Venus presenta sfide estreme. È situato in acque ultra-profonde, oltre 3.000 metri, rendendolo più costoso e tecnicamente complesso dei progetti di ExxonMobil in Guyana (1.700 metri) o del pre-salt brasiliano (2.000 metri). Inoltre, la presenza di un alto rapporto gas/olio, se non gestito correttamente (il che è incerto senza dati precisi), potrebbe ridurre significativamente i rendimenti netti, rendendo l’investimento meno redditizio del previsto. L’esempio del ritiro di Shell, che ha riscontrato problemi simili, dimostra che non tutte le scoperte nel Bacino dell’Orange sono automaticamente commerciali.

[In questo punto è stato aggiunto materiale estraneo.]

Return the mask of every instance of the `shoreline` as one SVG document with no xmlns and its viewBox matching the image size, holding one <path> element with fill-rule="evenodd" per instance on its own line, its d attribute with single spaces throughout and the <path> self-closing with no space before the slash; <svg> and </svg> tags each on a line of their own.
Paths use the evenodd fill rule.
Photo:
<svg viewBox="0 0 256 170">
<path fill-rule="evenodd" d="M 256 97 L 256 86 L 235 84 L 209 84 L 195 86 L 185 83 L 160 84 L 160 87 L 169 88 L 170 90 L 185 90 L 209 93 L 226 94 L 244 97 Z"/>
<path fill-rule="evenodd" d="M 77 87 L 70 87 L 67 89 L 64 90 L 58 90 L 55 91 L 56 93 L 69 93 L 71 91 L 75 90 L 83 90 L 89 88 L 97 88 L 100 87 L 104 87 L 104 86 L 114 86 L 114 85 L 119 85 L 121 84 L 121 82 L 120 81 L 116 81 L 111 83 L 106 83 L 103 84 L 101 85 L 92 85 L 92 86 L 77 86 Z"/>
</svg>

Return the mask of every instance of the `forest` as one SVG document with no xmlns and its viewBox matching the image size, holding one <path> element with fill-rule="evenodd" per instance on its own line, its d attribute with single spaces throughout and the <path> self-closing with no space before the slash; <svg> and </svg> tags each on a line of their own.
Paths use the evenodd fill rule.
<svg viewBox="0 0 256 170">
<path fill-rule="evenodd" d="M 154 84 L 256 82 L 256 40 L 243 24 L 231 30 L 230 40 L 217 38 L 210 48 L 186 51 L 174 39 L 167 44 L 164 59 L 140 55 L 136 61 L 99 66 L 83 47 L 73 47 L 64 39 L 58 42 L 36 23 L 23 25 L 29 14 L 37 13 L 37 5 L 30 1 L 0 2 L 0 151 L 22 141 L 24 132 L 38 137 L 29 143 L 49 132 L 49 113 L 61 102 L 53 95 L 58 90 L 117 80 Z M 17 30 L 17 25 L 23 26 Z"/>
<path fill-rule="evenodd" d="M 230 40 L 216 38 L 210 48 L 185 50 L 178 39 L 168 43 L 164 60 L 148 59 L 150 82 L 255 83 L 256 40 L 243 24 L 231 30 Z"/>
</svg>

- Perché la Namibia sta usando l’esempio della Guyana per spingere per migliori condizioni contrattuali?
Il governo della Namibia è determinato a evitare il precedente contrattuale della Guyana, che nel 1999 concesse a ExxonMobil una royalty di appena il 2% sulla produzione. Questa situazione è vista come uno sfruttamento delle nazioni emergenti, desiderose di attirare major occidentali a qualsiasi costo. Con la nuova leadership, la Namibia ha rafforzato il proprio potere negoziale e sta spingendo per ottenere una maggiore quota dei profitti e del controllo, assicurandosi che il giacimento Venus si traduca in un beneficio sostanziale e duraturo per l’economia nazionale (stimato in un +20% del PIL entro il 2030).